Ukraine's most urgent need is for multiple launch rocket systems (MLRS) to counter Russian superiority in heavy weaponry, Foreign Minister Dmytro Kuleba said.
The military situation in the eastern regions is "as dire as people say — even worse than people say," Kuleba said Thursday in Twitter live Q and A from Poland.
The only response that would work, he said, was with "more heavy weapons. Without these, we won't be able to push them back."
He called Washington's decision on this "crucial."
CNN has learned that the Biden administration is preparing to step up the kind of weaponry it is offering Ukraine by sending advanced, long-range rocket systems as they become the top request from Ukrainian officials, according to multiple officials.
The administration is leaning toward sending the systems as part of a larger package of military and security assistance to Ukraine, which could be announced as soon as next week.

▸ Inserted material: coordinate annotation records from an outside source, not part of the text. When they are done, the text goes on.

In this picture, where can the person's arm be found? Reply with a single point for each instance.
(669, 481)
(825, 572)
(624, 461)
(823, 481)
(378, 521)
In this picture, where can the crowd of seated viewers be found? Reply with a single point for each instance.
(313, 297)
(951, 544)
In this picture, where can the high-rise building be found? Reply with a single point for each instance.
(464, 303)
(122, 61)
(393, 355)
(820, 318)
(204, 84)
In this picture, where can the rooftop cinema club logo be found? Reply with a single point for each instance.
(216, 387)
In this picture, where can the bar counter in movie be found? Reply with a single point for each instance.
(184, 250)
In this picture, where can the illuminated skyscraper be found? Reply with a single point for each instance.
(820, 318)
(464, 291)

In addition to the foreign minister, other senior Ukrainian officials, including President Volodymyr Zelensky, have pleaded in recent weeks for the US and its allies to provide the MLRS. The US-made weapon systems can fire a barrage of rockets hundreds of kilometers — much farther than any of the systems Ukraine already has — which the Ukrainians argue could be a gamechanger in their war against Russia.

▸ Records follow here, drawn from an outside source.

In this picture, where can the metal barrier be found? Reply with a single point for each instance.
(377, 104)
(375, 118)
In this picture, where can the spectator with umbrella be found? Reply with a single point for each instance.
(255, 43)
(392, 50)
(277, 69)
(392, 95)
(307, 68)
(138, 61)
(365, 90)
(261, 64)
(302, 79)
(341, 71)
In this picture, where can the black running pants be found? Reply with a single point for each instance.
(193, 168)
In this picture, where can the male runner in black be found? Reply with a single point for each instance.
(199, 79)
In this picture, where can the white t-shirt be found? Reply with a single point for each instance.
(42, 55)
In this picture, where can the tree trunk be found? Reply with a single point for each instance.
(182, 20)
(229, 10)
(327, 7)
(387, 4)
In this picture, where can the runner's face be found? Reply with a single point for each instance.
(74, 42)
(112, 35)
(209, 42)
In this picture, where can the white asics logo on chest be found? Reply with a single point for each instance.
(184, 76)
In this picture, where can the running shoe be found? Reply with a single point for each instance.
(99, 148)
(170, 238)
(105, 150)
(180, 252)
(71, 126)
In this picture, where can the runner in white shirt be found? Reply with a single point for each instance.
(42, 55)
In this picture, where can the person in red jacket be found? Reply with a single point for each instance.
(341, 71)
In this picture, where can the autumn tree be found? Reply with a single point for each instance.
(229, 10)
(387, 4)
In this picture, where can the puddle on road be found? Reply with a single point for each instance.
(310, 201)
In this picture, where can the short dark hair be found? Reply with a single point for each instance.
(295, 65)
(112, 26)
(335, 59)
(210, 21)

Another system Ukraine has asked for is the High Mobility Artillery Rocket System, known as HIMARS, a lighter wheeled system capable of firing many of the same types of ammunition as MLRS.
Russia has in recent weeks pummeled Ukraine in the east, where Ukraine is outmanned and outgunned, Ukrainian officials have said.
The Biden administration wavered for weeks, however, on whether to send the systems, amid concerns raised within the National Security Council that Ukraine could use the systems to carry out offensive attacks inside Russia, officials said.
The issue was at the top of the agenda at last week's two meetings at the White House where deputy Cabinet members convened to discuss national security policy, officials said. At the heart of the matter was the same concern the administration has grappled with since the start of the war — whether sending increasingly heavy weaponry to Ukraine will be viewed by Russia as a provocation that could trigger some kind of retaliation against the US.
Ukraine is already believed to have carried out numerous cross-border strikes inside Russia, which Ukrainian officials neither confirm nor deny. Russian officials have said publicly that any threat to their homeland would constitute a major escalation and have said that western countries are making themselves a legitimate target in the war by continuing to arm the Ukrainians.
Another major concern inside the Biden administration had been whether the US could afford to give away so many high-end weapons drawn from the military's stockpiles, the sources said.